Create table

As a first step to creating your database, you need to define your nodes and relationships. In the property graph model, nodes and relationships have labels. In Kuzu, every node or relationship can have only one label. Nodes and relationships, and their properties, are defined through CREATE NODE TABLE and CREATE REL TABLE statements. The choice of using the term “table” over “label” is intentional and explained below.

Kuzu uses the term table rather than label because, unlike other graph systems, Kuzu is ultimately a relational system in the sense that it stores and processes sets of tuples, i.e., tables or relations.

In fact, Kuzu’s data model can be viewed as a structured property graph model, in which you tag your tables as “node” and “relationship” tables depending on their roles in your application data. Nodes are generally well-suited for representing entities, while relationships are used to represent the connections between these entities. Relationships are also the primary means to join nodes with each other to find paths and patterns in your graph database. When you sketch out a mental map of your nodes and relationships, it is equivalent to defining your records as nodes or relationship tables.

Similar to table definitions in SQL, node and relationship tables have primary keys.

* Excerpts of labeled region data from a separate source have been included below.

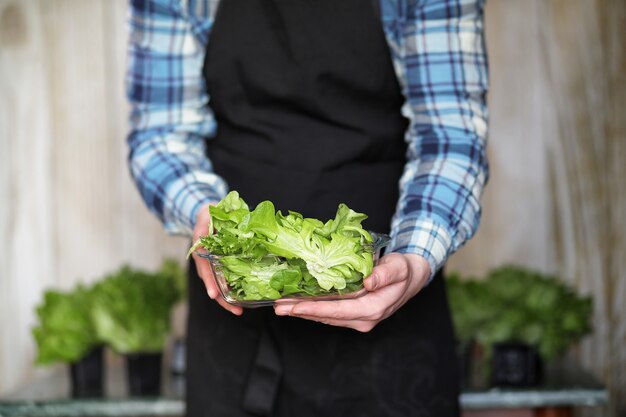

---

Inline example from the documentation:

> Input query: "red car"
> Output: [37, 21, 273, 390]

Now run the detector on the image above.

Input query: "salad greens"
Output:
[189, 191, 373, 300]
[446, 266, 593, 359]
[32, 285, 101, 365]
[91, 260, 184, 354]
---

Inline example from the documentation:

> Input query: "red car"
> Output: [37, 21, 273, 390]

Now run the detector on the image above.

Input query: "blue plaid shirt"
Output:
[127, 0, 488, 277]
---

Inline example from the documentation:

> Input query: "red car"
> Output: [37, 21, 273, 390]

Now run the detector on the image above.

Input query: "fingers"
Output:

Node tables explicitly define primary keys as one of their properties, while relationship tables implicitly define primary keys using the primary keys of the corresponding FROM and TO node records. Furthermore, properties can be thought of as equivalent to columns in a table, similar to relational systems, justifying our choice of using the term “table” in our design of the system.

Create a node table

To create a node table, use the CREATE NODE TABLE statement as shown below:

CREATE NODE TABLE User (
    name STRING,
    age INT64 DEFAULT 0,
    reg_date DATE,
    PRIMARY KEY (name)
);

Alternatively, you can specify the keyword PRIMARY KEY immediately after the column name, as follows:

CREATE NODE TABLE User (
    name STRING PRIMARY KEY,
    age INT64 DEFAULT 0,
    reg_date DATE
);

The above statements add a User table to the database with three properties: name, age, and reg_date, with name set as the primary key of the table.

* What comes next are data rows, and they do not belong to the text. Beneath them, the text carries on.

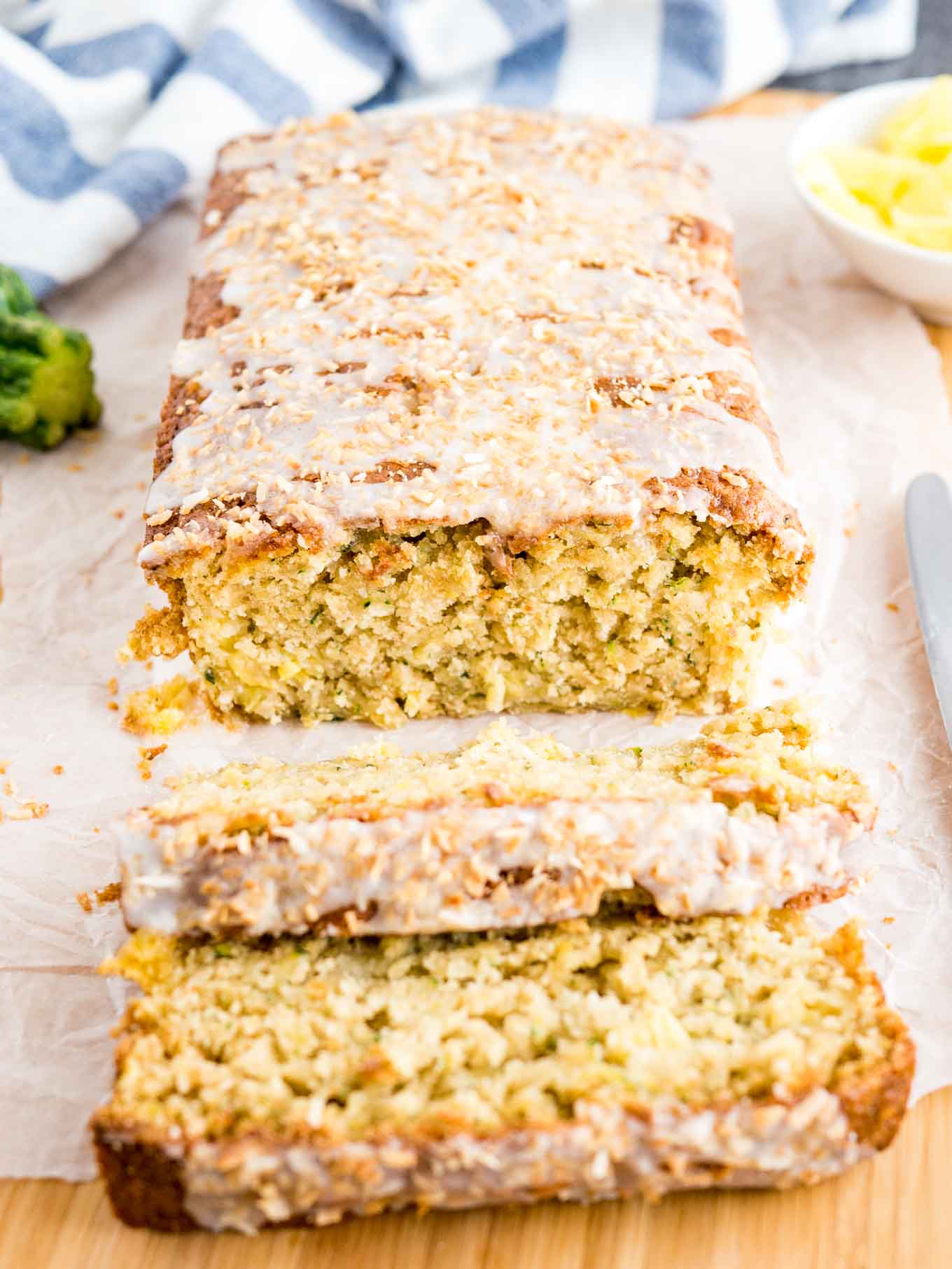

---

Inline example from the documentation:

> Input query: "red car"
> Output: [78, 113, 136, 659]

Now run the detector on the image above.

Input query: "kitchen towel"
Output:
[0, 0, 916, 297]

The name of the node table (User) serves as the “label” with which we can query in Cypher. For example:

MATCH (a:User)
RETURN a.name, a.age;

Primary key

Kuzu requires a primary key column for node tables, which can be a property of the node of type STRING, numeric, DATE, or BLOB. Kuzu will generate an index to do quick lookups on the primary key (e.g., name in the above example). Alternatively, you can use the SERIAL data type to use an auto-incremented integers as the primary key.

Default value

Each property in a table can have a default value. If not specified, the default value is NULL.

CREATE NODE TABLE User(
    name STRING PRIMARY KEY,
    age INT64 DEFAULT 0,
    reg_date DATE
);

In the above example, the age property is set to a default value of 0 rather than NULL. The name and reg_date properties do not have default values, so they will be NULL if not provided during data insertion.

The default value can also be a function call. For example, if you want to set the default value of a timestamp property to the current timestamp, you can use the current_timestamp() function.

CREATE NODE TABLE User(
    id INT64 PRIMARY KEY,
    happens_at TIMESTAMP DEFAULT current_timestamp()
);

Create a relationship table

Once you create node tables, you can define relationships between them using the CREATE REL TABLE statement. The following statement adds to the catalog a Follows relationship table between User and User with one date property on the relationship.

CREATE REL TABLE Follows(FROM User TO User, since DATE);

Defining a relationship table with multiple node table pairs is also possible. The following statement adds a Knows relationship table between two node table pairs: (i) User and User, and (ii) User and City.

CREATE REL TABLE Knows(FROM User TO User, FROM User TO City);

Relationship multiplicities

For any relationship label E, by default there can be multiple relationships from any node v both in the forward and backward direction. In database terminology, relationships are by default many-to-many. In the first Follows example above: (i) v can follow multiple other user nodes; and (ii) v can be followed by multiple other user nodes.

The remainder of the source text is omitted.